After a slow start to the game, the Alabama defense was able to recover and pitch a shutout for the next three quarters. Wilson was held to just 120 yards passing and five yards rushing throughout the game. He was eventually replaced by Auburn transfer quarterback Joey Gatewood, who continued the share of offensive struggles. 

Once the defense settled down, the game plan came easy to Alabama players, especially sophomore defensive back Jordan Battle.
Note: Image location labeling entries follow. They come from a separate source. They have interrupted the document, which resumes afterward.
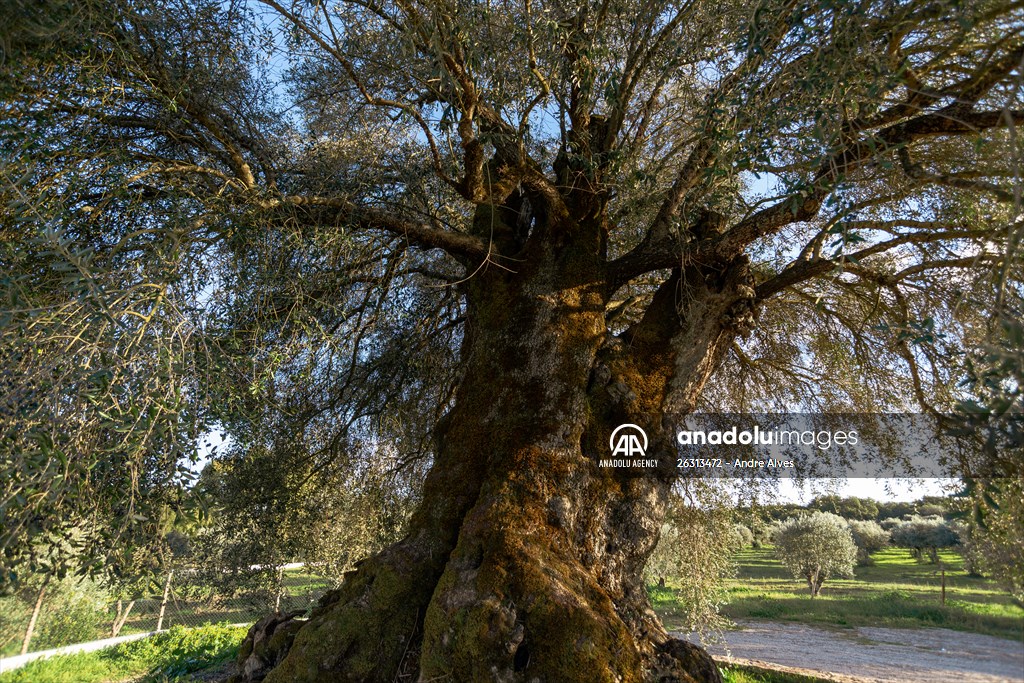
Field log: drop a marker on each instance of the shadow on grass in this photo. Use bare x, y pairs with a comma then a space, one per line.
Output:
890, 608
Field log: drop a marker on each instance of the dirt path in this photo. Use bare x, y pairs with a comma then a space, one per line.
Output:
876, 654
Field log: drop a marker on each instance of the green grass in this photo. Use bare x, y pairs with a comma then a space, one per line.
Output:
166, 656
896, 591
737, 674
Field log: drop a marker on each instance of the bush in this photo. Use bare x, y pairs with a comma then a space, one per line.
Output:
740, 537
869, 538
695, 550
925, 536
815, 547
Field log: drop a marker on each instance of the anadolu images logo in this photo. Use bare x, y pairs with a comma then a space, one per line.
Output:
628, 440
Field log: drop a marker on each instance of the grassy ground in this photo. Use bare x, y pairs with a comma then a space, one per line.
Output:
301, 592
174, 655
896, 591
736, 674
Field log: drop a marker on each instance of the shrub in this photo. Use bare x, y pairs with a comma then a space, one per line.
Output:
869, 538
815, 547
695, 550
740, 537
925, 536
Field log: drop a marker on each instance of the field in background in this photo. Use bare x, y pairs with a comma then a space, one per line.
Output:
161, 658
70, 620
895, 592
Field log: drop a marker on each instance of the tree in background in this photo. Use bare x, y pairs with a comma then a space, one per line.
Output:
848, 508
992, 539
869, 538
694, 550
815, 547
925, 536
489, 233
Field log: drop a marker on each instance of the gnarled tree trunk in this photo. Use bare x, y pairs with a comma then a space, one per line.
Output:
523, 561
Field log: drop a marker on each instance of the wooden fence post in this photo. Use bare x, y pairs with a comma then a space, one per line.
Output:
35, 614
163, 602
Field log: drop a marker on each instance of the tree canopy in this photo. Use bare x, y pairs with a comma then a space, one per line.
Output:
330, 220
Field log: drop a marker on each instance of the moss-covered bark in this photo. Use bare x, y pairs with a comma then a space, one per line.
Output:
523, 561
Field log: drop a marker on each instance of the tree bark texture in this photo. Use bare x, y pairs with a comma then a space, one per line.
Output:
523, 561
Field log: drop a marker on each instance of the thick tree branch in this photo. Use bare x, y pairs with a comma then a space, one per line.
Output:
339, 211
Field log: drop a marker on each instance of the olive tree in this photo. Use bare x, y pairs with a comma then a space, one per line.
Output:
815, 547
869, 538
925, 536
491, 233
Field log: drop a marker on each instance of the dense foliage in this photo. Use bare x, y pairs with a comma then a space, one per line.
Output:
816, 546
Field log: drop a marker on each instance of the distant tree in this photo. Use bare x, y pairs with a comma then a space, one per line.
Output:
742, 537
869, 538
848, 508
815, 547
895, 510
932, 510
925, 537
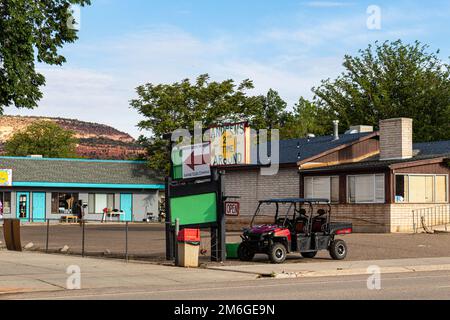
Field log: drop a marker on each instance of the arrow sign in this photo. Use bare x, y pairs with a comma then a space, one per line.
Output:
196, 161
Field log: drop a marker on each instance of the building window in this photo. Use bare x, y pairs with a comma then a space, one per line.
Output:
5, 202
97, 202
64, 203
322, 188
366, 188
416, 188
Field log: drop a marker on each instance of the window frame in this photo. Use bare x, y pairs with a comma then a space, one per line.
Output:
58, 193
374, 175
434, 175
2, 199
330, 177
94, 197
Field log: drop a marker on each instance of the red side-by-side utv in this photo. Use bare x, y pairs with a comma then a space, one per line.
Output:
301, 229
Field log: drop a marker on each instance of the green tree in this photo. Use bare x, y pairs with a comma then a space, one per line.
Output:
391, 79
306, 118
167, 107
270, 112
31, 30
42, 138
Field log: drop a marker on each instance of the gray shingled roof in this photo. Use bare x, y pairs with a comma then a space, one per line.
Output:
424, 151
295, 150
79, 171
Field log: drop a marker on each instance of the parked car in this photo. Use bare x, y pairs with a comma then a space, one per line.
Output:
301, 229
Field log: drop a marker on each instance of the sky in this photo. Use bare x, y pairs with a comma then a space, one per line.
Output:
287, 45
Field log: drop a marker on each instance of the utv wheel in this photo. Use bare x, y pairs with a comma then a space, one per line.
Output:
309, 255
277, 253
244, 253
338, 249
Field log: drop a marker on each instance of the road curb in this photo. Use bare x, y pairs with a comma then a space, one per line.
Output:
338, 271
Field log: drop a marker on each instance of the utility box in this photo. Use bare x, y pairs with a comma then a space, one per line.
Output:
11, 232
188, 248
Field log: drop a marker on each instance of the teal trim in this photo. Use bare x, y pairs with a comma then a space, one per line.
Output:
88, 185
26, 204
38, 201
74, 160
126, 205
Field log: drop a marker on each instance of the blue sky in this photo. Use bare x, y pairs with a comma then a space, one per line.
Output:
287, 45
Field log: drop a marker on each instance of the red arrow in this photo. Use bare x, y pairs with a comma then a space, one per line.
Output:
193, 160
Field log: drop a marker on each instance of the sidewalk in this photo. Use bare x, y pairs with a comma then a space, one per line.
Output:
36, 275
32, 272
339, 268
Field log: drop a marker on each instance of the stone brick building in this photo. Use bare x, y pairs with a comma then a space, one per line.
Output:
379, 181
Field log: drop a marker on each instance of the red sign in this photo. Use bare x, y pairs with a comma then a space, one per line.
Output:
232, 209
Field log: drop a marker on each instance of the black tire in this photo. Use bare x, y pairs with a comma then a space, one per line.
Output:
244, 253
309, 255
277, 253
338, 249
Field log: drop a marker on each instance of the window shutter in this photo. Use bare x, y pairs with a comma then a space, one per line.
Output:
308, 187
334, 189
100, 202
441, 189
321, 188
364, 189
379, 189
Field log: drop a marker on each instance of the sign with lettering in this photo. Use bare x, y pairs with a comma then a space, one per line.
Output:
232, 209
5, 178
230, 144
196, 161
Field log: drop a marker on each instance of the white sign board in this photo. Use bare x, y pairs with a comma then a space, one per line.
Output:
230, 144
196, 161
5, 178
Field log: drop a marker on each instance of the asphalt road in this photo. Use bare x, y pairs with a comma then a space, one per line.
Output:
421, 285
147, 241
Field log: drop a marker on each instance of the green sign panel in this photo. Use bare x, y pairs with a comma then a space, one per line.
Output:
196, 209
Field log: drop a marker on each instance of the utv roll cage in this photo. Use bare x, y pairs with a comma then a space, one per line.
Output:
299, 212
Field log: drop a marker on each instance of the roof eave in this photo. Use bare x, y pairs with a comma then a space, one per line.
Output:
340, 147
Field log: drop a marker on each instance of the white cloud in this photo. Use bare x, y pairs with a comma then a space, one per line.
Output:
294, 60
327, 4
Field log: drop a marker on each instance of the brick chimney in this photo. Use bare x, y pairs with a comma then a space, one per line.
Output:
396, 139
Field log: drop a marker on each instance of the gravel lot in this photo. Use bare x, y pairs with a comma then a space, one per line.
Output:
146, 241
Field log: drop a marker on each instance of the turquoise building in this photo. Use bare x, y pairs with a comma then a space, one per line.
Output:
34, 189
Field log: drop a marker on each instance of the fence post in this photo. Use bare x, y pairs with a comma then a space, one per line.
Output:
82, 237
126, 241
46, 239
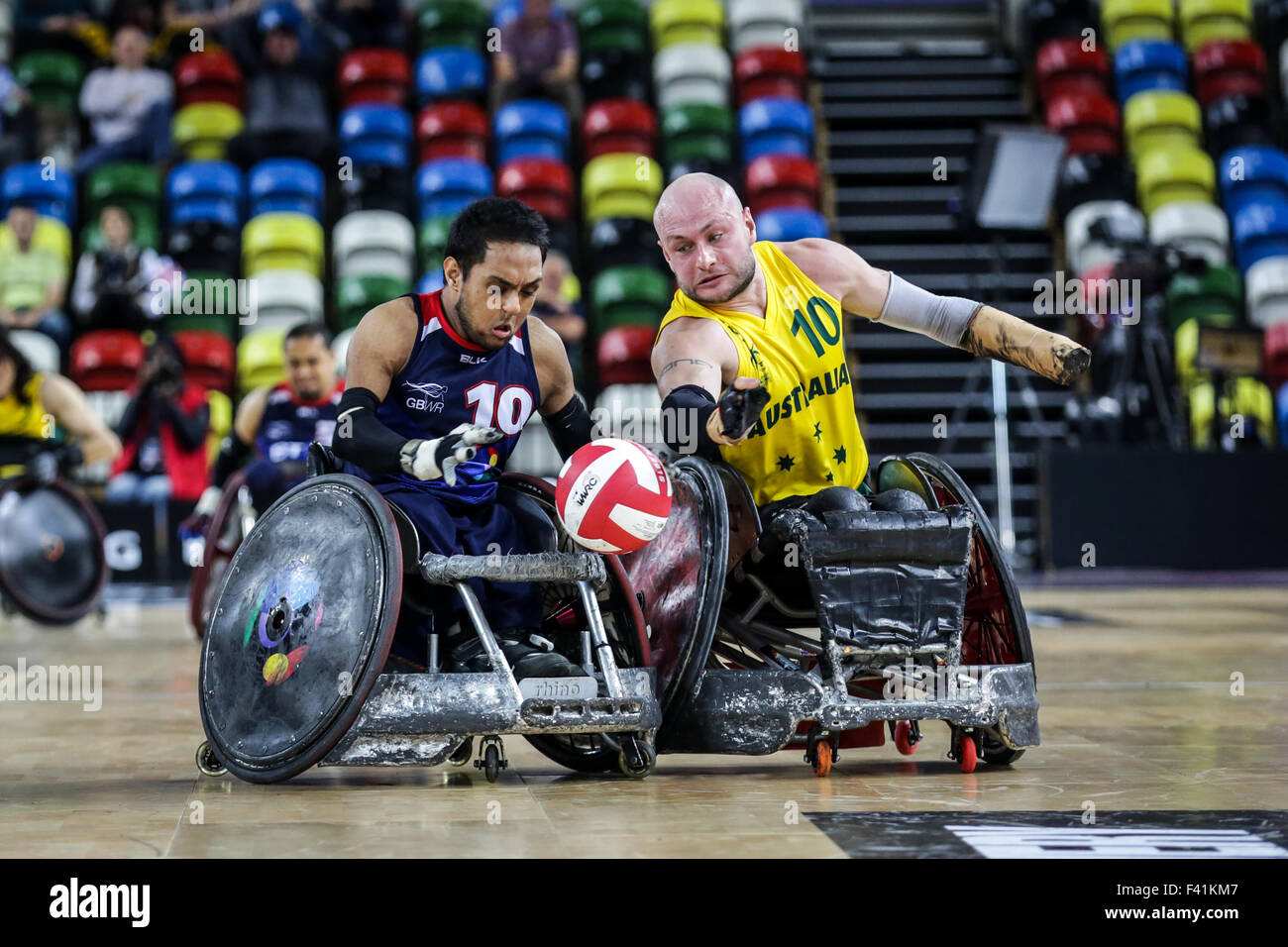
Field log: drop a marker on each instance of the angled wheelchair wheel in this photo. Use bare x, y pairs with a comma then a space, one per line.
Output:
584, 753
Battle played aggressively throughout the night and his effort was rewarded in the third quarter with a pick-six that sealed the deal for the Crimson Tide and led to the starters being taken out of the game two drives later. 

“You know, earlier, I had missed [the interception],” Battle said. “I ran the wrong call [on that same play] and then [later in the game] I came down on my hook and saw the RPO, and I broke on it and I [scored] it after that.”

Staying Focused

Coming off back-to-back bye weeks after the LSU game was postponed, Saban said players were ready to play last week, but that their safety was far more important. But Saban wasn’t thrilled about having two weeks off. 

“There’s plusses and minuses,” Saban said. “We had a bye week, so we were ready to play. I think the players want to play. I think they want to create value in terms of how they improve as a team. I think there’s also a lot of individual players that want to create value for themselves.”

Even though the Crimson Tide has only played seven games, the regular season is going into December for the first time in Saban’s career at Alabama. The team returned to campus to train at the beginning of June, so the elongated season is wearing on the players physically, Saban said. 

“These add-ons – if we were in a normal season, this would be the 11th week of the season,” Saban said. “So we’ve practiced just about as much as it would have been if we were in the 11th game of the season. So I think physically we’ve been able to take care of our players. I think psychologically is the real challenge for them to be able to stay focused on the things they need to do to continue to improve and to play at a high level, especially when we’re basically halfway through the season.”